Oxford’s double-decker buses have served the town for more than 20 years and are considered a staple on the Square, especially during the spring. As popular as the buses are, however, local historian Mayfield is just as much of a local attraction as the buses.
“Jack is a true asset and ambassador for the City of Oxford,” Hedges said. “He is a wealth of knowledge with an ability for storytelling (that) bring(s) history to life. Jack is a treasure for Oxford, and his bus tours are an experience for both visitors and locals alike.”
A true Oxonian, Mayfield lights up when he recalls the history of his hometown and the memories he has made in it.
“[Oxford is] the crossroads of history,” he said. “So much has happened here and come through here.”
Part of Mayfield’s love for Oxford and its story comes from his close ties to the area.
“Growing up here, knowing the family names and family lineage… it’s so nice to put something together about someone you know and someone who was in their family,” he said. “It makes it more interesting.”
According to Mayfield, he grew up in Oxford during its athletic “heyday,” when everyone in Oxford was an Ole Miss fan.

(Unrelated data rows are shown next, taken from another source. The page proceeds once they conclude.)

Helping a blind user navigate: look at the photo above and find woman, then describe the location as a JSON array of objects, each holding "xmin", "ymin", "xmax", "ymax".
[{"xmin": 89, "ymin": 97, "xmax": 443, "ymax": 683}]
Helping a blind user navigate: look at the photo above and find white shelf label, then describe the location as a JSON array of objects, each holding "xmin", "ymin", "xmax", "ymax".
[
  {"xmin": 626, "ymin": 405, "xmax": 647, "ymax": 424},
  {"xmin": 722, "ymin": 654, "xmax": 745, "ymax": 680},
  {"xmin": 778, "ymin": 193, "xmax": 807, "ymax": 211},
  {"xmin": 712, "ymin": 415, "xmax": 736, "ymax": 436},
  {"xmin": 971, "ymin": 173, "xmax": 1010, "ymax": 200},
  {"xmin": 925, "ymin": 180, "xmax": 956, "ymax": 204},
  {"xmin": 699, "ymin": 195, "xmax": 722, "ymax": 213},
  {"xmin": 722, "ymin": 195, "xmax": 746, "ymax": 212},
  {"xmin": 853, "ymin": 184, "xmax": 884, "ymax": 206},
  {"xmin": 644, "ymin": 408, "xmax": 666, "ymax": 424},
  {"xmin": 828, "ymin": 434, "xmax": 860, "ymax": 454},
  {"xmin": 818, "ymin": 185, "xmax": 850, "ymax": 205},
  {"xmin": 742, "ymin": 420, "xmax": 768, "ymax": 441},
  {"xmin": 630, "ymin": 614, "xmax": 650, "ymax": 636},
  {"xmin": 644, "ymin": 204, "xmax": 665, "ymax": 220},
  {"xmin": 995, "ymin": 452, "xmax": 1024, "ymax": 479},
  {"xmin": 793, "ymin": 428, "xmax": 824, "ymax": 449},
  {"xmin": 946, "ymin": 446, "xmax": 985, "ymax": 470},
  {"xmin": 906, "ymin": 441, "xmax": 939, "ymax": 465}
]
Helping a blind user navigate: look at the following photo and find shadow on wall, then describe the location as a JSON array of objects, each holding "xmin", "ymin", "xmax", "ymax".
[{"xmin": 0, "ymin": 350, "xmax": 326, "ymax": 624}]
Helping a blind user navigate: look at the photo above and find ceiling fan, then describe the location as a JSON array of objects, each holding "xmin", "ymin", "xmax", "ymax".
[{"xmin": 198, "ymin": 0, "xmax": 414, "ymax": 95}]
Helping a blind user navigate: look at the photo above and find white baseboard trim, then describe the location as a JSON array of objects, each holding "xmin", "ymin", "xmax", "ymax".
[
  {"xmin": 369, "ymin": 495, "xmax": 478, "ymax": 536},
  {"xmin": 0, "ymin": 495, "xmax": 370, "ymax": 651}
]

He remembers hundreds of fun days on campus, including one time in which he used a car hood to sled down a steep bank.
“Over there by the Student Union, there used to be a football field. It had a bank that came down and had a drainage ditch. When it snowed once when we were teenagers, we started sledding on that incline. When you came to that drainage ditch, you would go airborne and land in the field,” he recalled. “When you have fond memories about a place like that, it just pulls you into it, and you become a part of it.”
Over the years, Mayfield has seen his town, his home and his campus grow to become, in his opinion, a better and more welcoming community.
“We, in the South, hate to offend, and [contextualization] is a good way to show that we’re taking initiative. What we’re doing is putting everything in context of what the time and the period were, because then it becomes a teaching tool. You understand the tenor of the people, and I think it shows that we are not ashamed of what happened,” he said. “[Oxford has] changed for the good. We’re getting more into the 21st century and owning up to our past at the same time.”
History isn’t the only thing keeping Mayfield here, though. He said the natural friendship and kindness among citizens of a town as charming as Oxford keep him here, and no one loves Oxford more than Mayfield.
“I always tell people we are not like other Mississippi towns,” he said. “It’s that sense of place. It’s where your deep-running vein always travels to, no matter where you go. It always comes back to the one place – everything you know, everything you feel. It’s an integral part of your life.”